Et si la Guyane devenait un modèle d’énergie 100 % renouvelable d’ici 2030 ? Située sur l’île de Cayenne, la future centrale bioénergie du Larivot, dont la mise en service des premiers moteurs est prévue pour 2026, remplacera l’actuelle centrale de Dégrad-des-Cannes. Porté par EDF PEI (Production Électrique Insulaire), filiale à 100 % d’EDF SA, ce projet ambitieux fonctionne à la biomasse liquide et permettra à la Guyane de franchir une étape majeure vers un mix énergétique 100 % renouvelable.

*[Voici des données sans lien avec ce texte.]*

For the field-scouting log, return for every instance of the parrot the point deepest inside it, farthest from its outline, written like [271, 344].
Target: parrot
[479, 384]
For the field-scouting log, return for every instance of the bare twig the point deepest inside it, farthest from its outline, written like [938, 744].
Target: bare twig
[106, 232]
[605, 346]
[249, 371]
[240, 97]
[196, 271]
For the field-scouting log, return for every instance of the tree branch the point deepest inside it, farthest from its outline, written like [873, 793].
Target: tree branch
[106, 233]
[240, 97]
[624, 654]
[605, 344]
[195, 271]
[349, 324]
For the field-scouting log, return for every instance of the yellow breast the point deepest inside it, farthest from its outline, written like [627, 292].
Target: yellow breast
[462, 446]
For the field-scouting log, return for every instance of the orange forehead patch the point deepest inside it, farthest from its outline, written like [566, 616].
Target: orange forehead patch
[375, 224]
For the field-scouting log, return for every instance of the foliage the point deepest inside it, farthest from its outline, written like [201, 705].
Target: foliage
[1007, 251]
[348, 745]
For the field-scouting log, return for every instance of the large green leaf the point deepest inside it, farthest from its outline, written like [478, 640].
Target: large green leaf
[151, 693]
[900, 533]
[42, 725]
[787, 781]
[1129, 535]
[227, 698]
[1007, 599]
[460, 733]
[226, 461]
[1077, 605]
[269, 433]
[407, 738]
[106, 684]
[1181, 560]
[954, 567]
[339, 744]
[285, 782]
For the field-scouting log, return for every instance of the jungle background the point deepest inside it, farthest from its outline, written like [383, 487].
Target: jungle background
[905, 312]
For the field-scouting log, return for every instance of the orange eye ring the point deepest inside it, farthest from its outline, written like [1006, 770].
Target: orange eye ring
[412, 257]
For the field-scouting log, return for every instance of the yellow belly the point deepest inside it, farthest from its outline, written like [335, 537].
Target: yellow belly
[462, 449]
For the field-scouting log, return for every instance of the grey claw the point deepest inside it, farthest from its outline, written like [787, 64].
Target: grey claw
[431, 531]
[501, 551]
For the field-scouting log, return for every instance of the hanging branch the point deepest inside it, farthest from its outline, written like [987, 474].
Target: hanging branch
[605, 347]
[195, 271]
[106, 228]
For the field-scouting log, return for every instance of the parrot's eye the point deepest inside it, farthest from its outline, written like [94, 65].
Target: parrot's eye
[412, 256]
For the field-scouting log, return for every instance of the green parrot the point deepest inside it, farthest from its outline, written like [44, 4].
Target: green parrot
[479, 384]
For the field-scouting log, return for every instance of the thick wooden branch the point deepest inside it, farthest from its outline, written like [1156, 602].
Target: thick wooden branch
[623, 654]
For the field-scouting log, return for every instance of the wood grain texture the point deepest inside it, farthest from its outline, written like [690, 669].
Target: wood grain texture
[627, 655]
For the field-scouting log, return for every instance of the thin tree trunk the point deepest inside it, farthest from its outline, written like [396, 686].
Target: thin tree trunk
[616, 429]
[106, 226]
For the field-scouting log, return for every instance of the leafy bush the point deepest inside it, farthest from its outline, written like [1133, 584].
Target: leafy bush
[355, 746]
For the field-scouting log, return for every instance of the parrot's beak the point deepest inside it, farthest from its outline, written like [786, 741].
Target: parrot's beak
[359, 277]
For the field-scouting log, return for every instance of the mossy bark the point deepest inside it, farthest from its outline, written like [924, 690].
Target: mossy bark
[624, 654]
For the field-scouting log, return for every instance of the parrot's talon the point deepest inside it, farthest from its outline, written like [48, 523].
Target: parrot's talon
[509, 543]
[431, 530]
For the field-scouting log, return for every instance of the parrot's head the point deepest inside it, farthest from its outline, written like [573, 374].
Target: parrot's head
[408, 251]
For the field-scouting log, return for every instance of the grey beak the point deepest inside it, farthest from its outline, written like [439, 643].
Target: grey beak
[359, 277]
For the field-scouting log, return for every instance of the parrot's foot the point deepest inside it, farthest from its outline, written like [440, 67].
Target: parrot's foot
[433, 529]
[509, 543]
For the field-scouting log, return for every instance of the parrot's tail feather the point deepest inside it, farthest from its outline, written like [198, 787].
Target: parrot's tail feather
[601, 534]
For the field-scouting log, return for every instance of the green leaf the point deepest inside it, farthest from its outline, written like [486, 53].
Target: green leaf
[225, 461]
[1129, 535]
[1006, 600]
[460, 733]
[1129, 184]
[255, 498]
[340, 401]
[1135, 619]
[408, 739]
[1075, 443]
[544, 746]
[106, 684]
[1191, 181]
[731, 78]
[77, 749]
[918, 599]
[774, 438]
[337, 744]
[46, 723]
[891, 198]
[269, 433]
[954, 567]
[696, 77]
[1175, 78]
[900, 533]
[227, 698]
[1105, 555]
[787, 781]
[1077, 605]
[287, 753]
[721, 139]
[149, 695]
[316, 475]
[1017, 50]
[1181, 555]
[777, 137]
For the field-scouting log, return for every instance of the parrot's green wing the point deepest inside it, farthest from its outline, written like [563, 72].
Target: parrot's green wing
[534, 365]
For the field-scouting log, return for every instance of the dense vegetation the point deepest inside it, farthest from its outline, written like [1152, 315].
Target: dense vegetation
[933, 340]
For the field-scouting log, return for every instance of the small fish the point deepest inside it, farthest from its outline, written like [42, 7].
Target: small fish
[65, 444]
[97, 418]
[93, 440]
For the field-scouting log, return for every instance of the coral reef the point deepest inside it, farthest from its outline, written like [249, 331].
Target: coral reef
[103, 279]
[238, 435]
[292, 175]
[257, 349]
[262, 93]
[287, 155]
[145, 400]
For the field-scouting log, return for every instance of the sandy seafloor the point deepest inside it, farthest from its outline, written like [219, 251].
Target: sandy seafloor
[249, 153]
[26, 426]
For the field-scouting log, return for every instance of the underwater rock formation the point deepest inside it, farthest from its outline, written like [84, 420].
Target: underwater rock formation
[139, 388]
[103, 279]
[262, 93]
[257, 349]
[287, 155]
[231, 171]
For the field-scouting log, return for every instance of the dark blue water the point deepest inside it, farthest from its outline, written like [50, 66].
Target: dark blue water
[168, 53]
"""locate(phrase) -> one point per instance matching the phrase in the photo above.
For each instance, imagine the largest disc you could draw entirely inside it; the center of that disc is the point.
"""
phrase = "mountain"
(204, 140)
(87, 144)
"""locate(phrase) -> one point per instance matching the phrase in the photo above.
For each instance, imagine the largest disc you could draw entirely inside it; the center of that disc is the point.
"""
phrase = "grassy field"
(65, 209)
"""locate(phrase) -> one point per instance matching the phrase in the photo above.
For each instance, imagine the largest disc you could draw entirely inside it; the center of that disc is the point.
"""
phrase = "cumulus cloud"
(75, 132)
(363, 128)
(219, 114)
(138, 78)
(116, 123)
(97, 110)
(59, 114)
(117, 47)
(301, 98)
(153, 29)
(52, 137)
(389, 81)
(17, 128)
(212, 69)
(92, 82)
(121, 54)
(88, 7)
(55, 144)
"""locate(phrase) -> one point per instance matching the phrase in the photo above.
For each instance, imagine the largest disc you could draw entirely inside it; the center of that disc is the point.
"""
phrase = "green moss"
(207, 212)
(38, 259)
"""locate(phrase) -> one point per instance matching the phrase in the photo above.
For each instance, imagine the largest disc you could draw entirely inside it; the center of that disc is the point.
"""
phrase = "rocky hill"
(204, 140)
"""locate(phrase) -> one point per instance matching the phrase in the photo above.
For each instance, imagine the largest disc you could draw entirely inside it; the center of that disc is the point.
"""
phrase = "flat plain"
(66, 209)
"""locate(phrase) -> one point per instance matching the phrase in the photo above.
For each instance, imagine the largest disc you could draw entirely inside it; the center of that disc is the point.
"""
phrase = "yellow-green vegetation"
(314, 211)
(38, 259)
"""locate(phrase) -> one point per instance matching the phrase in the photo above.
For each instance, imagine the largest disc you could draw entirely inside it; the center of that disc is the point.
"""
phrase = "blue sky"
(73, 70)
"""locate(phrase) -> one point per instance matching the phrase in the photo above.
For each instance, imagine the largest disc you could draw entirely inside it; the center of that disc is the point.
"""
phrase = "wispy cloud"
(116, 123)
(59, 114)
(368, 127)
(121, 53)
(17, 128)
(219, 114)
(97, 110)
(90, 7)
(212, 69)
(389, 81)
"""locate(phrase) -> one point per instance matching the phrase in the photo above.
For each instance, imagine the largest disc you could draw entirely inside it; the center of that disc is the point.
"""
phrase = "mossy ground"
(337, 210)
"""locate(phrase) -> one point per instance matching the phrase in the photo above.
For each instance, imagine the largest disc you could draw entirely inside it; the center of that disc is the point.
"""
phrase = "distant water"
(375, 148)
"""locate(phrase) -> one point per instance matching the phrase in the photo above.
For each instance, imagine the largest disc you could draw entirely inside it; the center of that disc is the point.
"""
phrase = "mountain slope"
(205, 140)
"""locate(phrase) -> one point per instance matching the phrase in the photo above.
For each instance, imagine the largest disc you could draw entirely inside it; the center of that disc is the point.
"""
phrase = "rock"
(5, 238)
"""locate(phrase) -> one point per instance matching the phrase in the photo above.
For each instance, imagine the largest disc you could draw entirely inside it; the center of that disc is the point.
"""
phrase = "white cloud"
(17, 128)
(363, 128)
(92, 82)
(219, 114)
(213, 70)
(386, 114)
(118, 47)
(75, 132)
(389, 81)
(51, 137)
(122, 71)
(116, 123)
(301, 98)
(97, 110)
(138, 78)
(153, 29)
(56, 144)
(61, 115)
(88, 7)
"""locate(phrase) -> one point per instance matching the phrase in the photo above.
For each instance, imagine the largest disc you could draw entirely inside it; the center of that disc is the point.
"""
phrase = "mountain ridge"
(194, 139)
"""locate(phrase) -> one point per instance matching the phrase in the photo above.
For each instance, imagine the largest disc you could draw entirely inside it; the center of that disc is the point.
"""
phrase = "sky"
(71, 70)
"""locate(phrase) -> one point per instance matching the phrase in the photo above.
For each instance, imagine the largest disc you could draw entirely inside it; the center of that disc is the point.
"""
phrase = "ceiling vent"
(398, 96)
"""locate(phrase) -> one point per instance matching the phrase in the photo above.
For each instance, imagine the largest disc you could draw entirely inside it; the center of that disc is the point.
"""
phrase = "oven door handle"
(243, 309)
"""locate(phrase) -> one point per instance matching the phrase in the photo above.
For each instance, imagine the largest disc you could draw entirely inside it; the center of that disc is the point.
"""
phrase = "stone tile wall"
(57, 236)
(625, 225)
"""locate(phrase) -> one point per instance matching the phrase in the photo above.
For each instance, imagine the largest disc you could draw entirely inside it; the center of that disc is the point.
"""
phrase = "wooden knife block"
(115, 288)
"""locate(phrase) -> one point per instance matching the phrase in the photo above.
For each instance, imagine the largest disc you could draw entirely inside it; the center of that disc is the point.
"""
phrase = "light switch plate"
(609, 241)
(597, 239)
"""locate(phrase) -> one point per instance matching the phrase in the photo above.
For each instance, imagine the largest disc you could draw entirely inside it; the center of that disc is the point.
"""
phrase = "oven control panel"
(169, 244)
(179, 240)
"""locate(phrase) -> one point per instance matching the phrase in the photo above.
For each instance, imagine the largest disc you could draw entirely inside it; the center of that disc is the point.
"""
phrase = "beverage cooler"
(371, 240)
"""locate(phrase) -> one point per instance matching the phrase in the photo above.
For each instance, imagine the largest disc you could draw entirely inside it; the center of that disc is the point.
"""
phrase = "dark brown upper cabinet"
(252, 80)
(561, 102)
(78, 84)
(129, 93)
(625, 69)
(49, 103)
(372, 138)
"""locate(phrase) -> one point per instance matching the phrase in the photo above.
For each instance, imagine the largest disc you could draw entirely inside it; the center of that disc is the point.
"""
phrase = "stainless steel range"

Cette centrale garantira un approvisionnement stable en électricité pour 50 % de la population guyanaise, tout en réduisant les coûts énergétiques à long terme. « Les moteurs sont conçus pour fonctionner avec tout type d’huile, dans le respect des normes européennes RED II. EDF PEI a choisi d’exclure l’huile de palme et de soja. Notre biomasse liquide sera majoritairement produite en Europe à partir d’huile de colza », précise Georgy Wilson, chargée de communication de la centrale du Larivot, dirigée par Erwan Collet. « Cette biomasse est un coproduit de la production de protéines végétales, utilisées pour le tourteau destiné à l’alimentation du bétail. »

Chiffres clés

120 MW de puissance.

100 % électricité renouvelable.

500 emplois au pic de la construction.

Plus de 600 M€ d’investissement.

130 M€ de retombées économiques.

Une biomasse locale et durable Concernant la production locale de biomasse liquide, EDF PEI se dit prêt à accompagner les porteurs de projets. Des acteurs locaux – Parc Naturel Régional de Guyane (PNRG), ADEME, Grand Port Maritime, GEPOG – se sont réunis pour en discuter. « C’est complexe, la Guyane ne pourra pas fournir toute la biomasse nécessaire à la centrale. Mais 10 % seraient déjà un bon début », ajoute Georgy Wilson. EDF PEI pourrait, par exemple, collaborer avec des agriculteurs locaux pour identifier des cultures oléagineuses adaptées à la Guyane, contribuant ainsi à l’économie agricole régionale. Cette biomasse d’origine végétale divise par trois les émissions de CO2 par rapport au fuel et améliore la qualité de l’air, évitant environ 500 000 tonnes de CO2 par an.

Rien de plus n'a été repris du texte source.